“Pull the trigger” I said over my hunting partner's shoulder.
His .270 cracked, the round slicing through a suppressor and stripping the tree bark a foot to the right of two sets of glowing eyes.
Nothing. They didn’t budge or even flinch.
Shit. Suppressors. No one warns you how quiet ‘quiet’ really is when you’re trying to scare something off, I thought.
Putting down my bloodied knife, I grabbed my own suppressed rifle and stood beside my buddy. Not unlike the siege of Tyre, we had found ourselves unexpectedly defending a castle of mule deer meat, which we had taken just an hour before sunset at the bottom of a dank, dark, canyon.
With the animal mostly dismantled, I had been working on removing the back straps when my buddy had taken a break to get up and piss. It was in that moment of focus and exhaustion where all I could hear was urine striking the soft earth and meat being ripped away from bone that my buddies' calm voice cut through the air, “Ugh, Zach, come over here, there are two sets of eyes staring at me.”
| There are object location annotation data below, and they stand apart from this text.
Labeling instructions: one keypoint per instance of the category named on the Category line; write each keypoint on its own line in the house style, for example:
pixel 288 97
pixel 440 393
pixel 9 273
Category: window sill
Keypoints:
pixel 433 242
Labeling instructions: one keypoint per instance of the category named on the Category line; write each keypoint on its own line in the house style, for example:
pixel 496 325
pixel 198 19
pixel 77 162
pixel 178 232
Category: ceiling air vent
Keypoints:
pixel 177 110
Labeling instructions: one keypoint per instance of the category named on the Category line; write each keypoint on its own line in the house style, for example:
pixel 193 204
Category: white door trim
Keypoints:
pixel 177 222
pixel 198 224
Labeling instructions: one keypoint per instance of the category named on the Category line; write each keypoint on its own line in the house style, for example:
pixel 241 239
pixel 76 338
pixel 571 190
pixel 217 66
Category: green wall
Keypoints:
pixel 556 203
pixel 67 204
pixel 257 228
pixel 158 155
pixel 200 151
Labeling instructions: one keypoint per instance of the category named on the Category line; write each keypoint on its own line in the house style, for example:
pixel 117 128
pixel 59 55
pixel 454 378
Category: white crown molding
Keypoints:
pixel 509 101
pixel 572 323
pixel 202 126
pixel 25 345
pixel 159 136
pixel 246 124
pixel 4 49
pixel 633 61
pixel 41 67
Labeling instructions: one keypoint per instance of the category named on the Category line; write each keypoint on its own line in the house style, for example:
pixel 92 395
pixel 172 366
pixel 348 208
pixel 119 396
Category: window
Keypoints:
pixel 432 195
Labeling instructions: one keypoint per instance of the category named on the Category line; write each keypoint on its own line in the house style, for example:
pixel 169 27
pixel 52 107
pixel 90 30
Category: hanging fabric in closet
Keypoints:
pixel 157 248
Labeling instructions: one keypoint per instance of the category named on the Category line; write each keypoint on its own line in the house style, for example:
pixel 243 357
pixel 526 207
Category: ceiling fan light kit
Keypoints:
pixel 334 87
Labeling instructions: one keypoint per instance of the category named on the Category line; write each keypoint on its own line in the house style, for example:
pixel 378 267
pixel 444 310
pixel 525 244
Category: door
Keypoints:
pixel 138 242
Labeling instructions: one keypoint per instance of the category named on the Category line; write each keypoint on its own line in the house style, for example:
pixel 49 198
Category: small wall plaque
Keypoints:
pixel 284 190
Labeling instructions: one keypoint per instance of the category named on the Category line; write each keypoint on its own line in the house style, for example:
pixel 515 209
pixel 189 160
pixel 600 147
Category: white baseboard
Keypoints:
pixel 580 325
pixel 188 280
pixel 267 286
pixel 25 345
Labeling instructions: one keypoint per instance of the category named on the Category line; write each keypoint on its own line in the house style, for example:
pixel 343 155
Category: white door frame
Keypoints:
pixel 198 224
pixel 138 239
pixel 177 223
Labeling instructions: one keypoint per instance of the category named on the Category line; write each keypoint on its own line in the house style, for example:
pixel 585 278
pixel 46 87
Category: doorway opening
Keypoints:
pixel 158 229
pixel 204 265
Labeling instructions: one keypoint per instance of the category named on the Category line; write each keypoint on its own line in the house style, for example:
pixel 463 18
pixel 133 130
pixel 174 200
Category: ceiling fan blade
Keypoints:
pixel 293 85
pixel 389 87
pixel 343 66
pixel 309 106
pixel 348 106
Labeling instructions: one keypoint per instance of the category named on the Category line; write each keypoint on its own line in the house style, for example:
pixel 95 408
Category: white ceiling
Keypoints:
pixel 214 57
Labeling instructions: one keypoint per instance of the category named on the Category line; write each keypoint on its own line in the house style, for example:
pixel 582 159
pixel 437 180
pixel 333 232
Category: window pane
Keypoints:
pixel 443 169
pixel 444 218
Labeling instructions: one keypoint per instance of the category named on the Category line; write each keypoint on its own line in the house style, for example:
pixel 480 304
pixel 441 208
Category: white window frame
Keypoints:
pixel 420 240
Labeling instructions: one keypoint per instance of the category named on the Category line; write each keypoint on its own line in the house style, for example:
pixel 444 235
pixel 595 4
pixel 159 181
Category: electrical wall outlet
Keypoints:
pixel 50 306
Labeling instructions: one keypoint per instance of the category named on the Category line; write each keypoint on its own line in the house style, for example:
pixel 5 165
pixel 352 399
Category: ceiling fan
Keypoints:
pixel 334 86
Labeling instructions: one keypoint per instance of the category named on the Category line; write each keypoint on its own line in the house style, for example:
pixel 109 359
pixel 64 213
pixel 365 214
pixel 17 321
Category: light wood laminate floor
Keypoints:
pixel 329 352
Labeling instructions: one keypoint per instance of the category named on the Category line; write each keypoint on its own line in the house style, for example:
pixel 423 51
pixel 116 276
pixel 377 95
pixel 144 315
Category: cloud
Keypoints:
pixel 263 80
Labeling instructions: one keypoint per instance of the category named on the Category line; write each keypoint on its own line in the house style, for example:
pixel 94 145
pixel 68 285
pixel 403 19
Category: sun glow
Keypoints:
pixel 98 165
With two headlamps shining down the steep degreed slope my buddy zipped up his pants and we began to play ‘guess who’ with our uninvited guests. “You think it’s bears?” he asked as we both squinted 40 or so yards down the hill. “Maybe, " I responded. But, they don’t usually travel in pairs and they look a little too low to the ground.”
We did the ol’ “Hey, bear!” routine. Nothing. No blink. No twitch. Just those eyes.
That lack of reverence for our presence is when I encouraged my buddy to raise his rifle and fire that first warning shot. When neither animal moved, I went to retrieve my own rifle.
Not wanting to fire directly at a yet-to-be-identified target, we both let loose a few volleys of rounds at the ground a few yards in front of us. Yet, the bolts racked louder than the muted report of our suppressed rifles.
Feeling like a couple of kids with daisy BB guns, we were unsure of what to do. With over one hundred pounds of fresh meat behind our makeshift garrison we decided to take our next step in shifts. While Kyle stood guard, I hurriedly went to finish pulling the back straps off the carcass and quickly loaded up my pack with two quarters, neck meat, and the skull.
Midway through that exercise Kyle shouted over that the eyes had dispersed in separate directions and he could no longer see them.
Shit. That doesn’t feel right.
I took a moment to soak that statement in and looked in all directions around me. With some heightened nerves I tightly pulled the last straps and buckles on my pack before rushing over to tag Kyle in for his turn in the cleanup ring.
Listening to the sound of zippers, plastic bags, and other equipment that we had yard saled around our kill site getting tucked away was encouraging, but the unease I felt about the unaccounted for visitors led me to openly curse the lack of lumens being emitted from my Petzl headlamp. Scanning the area around us I began to think about what those animals may be… earlier that morning we had seen two large wolves on a nearby ridge and knew the area held some trophy black bear as well. But, in a moment of sheer “duh,” I took in the sparsely vegetated, rocky, craggy hillside that we were on and thought, lions.
At that realization, I heard Kyle say, “ready!” and I pulled back from my post to load my pack on my shoulders. We high-fived and said some quick internal prayers that whatever was watching us would stick around for the intestinal scraps and would choose not to follow us up the 700 vertical feet we were about to trek. Despite being weighed down, neither of us quite felt the burden on our knees as we cut our own switchbacks to the top of the mountain.
At the top, the erect hairs on my arms finally went limp and I shared my feline suspicions with Kyle. “Ya, that’s what I was thinking, too. Although I didn’t want to speak that into existence,” he said with a chuckle. With that, we tucked our chins and hauled our trophies the next mile or so back to the trailhead all while I pondered about the word pussy—and how it means a hell of a lot more when you're the one being stalked.